1. ## Hypergeometrical Dist

Hi,

I need some help with this question regarding Hypergeometric distribution.

We mix in an urn 15 coins. 5 coins of 1 pound, 5 coins of 50 pens and 5 coins of 20 pens.
we choose randomly and without replacement 4 coins. X is defined as the number of coins of 1 pound.

a. what is the probability function of X, calculate E(X) and Var(X)
b. what is the probability to have maximum 2 coins of 20 pens ?
c. what is the probability to have at least 1 coin of 50 pens ?

I started with:
P(X=k)=((5 over k)*(10over 4-k)) / (15 over 4)
E(X)=4*5=20
Var(X)=[4*5*(15-4)*(15-5)] / [225*(15-1)]

is it correct ? how to solve b and c ? a hint would be appreciated !

2. Originally Posted by WeeG
Hi,

I need some help with this question regarding Hypergeometric distribution.

We mix in an urn 15 coins. 5 coins of 1 pound, 5 coins of 50 pens and 5 coins of 20 pens.
we choose randomly and without replacement 4 coins. X is defined as the number of coins of 1 pound.

a. what is the probability function of X, calculate E(X) and Var(X)
b. what is the probability to have maximum 2 coins of 20 pens ?
c. what is the probability to have at least 1 coin of 50 pens ?

I started with:
P(X=k)=((5 over k)*(10over 4-k)) / (15 over 4)
E(X)=4*5=20
Var(X)=[4*5*(15-4)*(15-5)] / [225*(15-1)]

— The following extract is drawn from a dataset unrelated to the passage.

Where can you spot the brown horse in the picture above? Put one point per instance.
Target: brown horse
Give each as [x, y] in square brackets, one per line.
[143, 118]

is it correct ? how to solve b and c ? a hint would be appreciated !
Your pmf and variance are correct, but you forgot to divide 20 by 15 to get $E(X)=4/3$.

Let $U$ denote the number of 20-pen coins drawn and $V$ denote the number of 50-pen coins drawn. It is obvious that $U\sim V\sim X$. So

$P(U\leq 2) = P(U=0)+P(U=1)+P(U=2)$, and

$P(V\geq 1)=1-P(V<1)=1-P(V=0)$.

I'll let you do the actual computations.